Segundo dados divulgados pelo governo federal, o Rio atualmente paga cerca de R$ 490 milhões por mês, valor definido por decisões do Supremo Tribunal Federal (STF). Com a migração para o novo programa, a parcela cairia para aproximadamente R$ 113 milhões mensais, com aumento gradual ao longo dos próximos cinco anos.

A diferença representa um alívio imediato para o caixa estadual e amplia a margem para investimentos em áreas prioritárias.

O Propag também prevê prazos mais longos para quitação dos débitos e redução dos encargos financeiros, condicionando parte dos benefícios à ampliação de investimentos públicos.

Etapas ainda pendentes

Apesar da autorização concedida pelo presidente Luiz Inácio Lula da Silva no início de maio para que o Rio deixe o Regime de Recuperação Fiscal, a adesão definitiva ainda depende da conclusão de procedimentos técnicos.
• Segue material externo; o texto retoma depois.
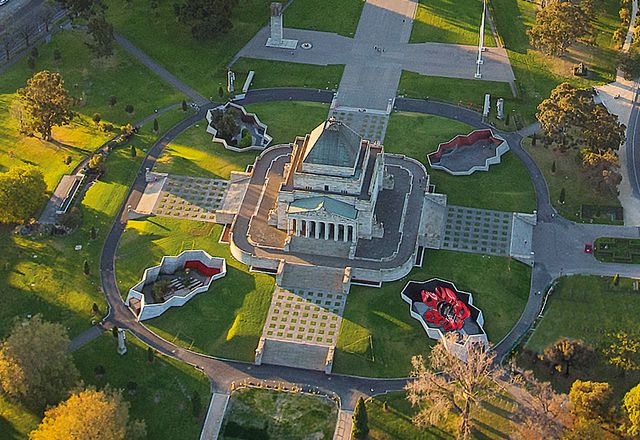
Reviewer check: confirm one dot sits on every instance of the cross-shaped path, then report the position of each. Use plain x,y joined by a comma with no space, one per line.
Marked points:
375,58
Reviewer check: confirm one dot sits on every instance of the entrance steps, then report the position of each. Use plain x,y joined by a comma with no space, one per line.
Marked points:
294,276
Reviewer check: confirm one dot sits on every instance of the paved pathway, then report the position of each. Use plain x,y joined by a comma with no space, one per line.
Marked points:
215,416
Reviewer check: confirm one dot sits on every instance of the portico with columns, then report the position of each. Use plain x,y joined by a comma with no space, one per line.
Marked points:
331,186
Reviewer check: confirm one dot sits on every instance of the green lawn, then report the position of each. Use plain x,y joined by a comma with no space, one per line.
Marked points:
339,16
587,307
164,388
270,74
568,175
193,153
506,186
227,320
255,413
199,63
492,420
378,336
446,21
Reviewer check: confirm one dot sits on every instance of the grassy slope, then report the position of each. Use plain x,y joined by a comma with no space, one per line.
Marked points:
505,187
339,16
192,152
282,415
235,308
164,387
568,175
491,420
199,63
587,307
281,74
383,315
446,21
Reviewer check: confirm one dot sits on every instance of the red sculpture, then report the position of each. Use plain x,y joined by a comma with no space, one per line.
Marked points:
445,309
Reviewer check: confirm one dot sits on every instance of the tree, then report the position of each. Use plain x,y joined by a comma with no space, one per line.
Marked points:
360,420
22,191
631,404
463,386
45,103
206,18
558,26
623,351
102,39
35,364
542,413
89,414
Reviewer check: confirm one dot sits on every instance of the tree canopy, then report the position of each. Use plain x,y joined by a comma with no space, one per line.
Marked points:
45,103
35,364
22,191
559,25
206,18
89,414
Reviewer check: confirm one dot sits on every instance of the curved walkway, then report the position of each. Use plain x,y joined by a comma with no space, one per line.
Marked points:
223,372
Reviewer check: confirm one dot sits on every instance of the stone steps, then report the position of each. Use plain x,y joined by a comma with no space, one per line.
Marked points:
314,278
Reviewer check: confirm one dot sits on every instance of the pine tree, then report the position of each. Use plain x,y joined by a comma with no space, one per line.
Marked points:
360,420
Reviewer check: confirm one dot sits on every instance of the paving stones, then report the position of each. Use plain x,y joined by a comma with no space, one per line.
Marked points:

Entre eles está a avaliação dos ativos que poderão ser utilizados para abatimento da dívida estadual. Um dos principais itens em análise é um crédito estimado em cerca de R$ 20 bilhões que o estado possui junto à Petrobras.

O modelo definitivo da operação ainda está sendo elaborado pelas equipes técnicas dos governos estadual e federal.

Banco Master entra na pauta

Durante a agenda em Brasília, Ricardo Couto também comentou os esforços para recuperar recursos aplicados por fundos previdenciários estaduais em investimentos ligados ao Banco Master.

Segundo o governador em exercício, estimativas preliminares indicam que o estado poderá recuperar cerca de R$ 1,4 bilhão por meio de medidas judiciais.

O valor faz parte de um montante superior a R$ 3 bilhões investidos por fundos vinculados ao governo fluminense.

A questão ganhou repercussão após investigações da Polícia Federal apontarem que o Rioprevidência realizou aportes superiores a R$ 1 bilhão em fundos relacionados ao banco mesmo após alertas emitidos pelo Tribunal de Contas do Estado (TCE-RJ).

Couto afirmou que já existem decisões judiciais favoráveis ao estado e que a atual gestão continuará adotando medidas para tentar recuperar os recursos.

Refit e dívida bilionária

Outro tema tratado pelo governador foi a situação da refinaria Refit, controlada pelo empresário Ricardo Magro.

Segundo Couto, uma nova reunião com representantes do governo federal foi marcada para discutir a possibilidade de desapropriação do terreno onde está instalada a empresa.

O governo estadual busca uma autorização formal da União para avançar com a medida, já que parte da propriedade está vinculada ao patrimônio federal.

A Refit possui uma dívida tributária estimada em R$ 9,4 bilhões com o Estado do Rio de Janeiro, valor que está no centro das discussões entre os governos estadual e federal.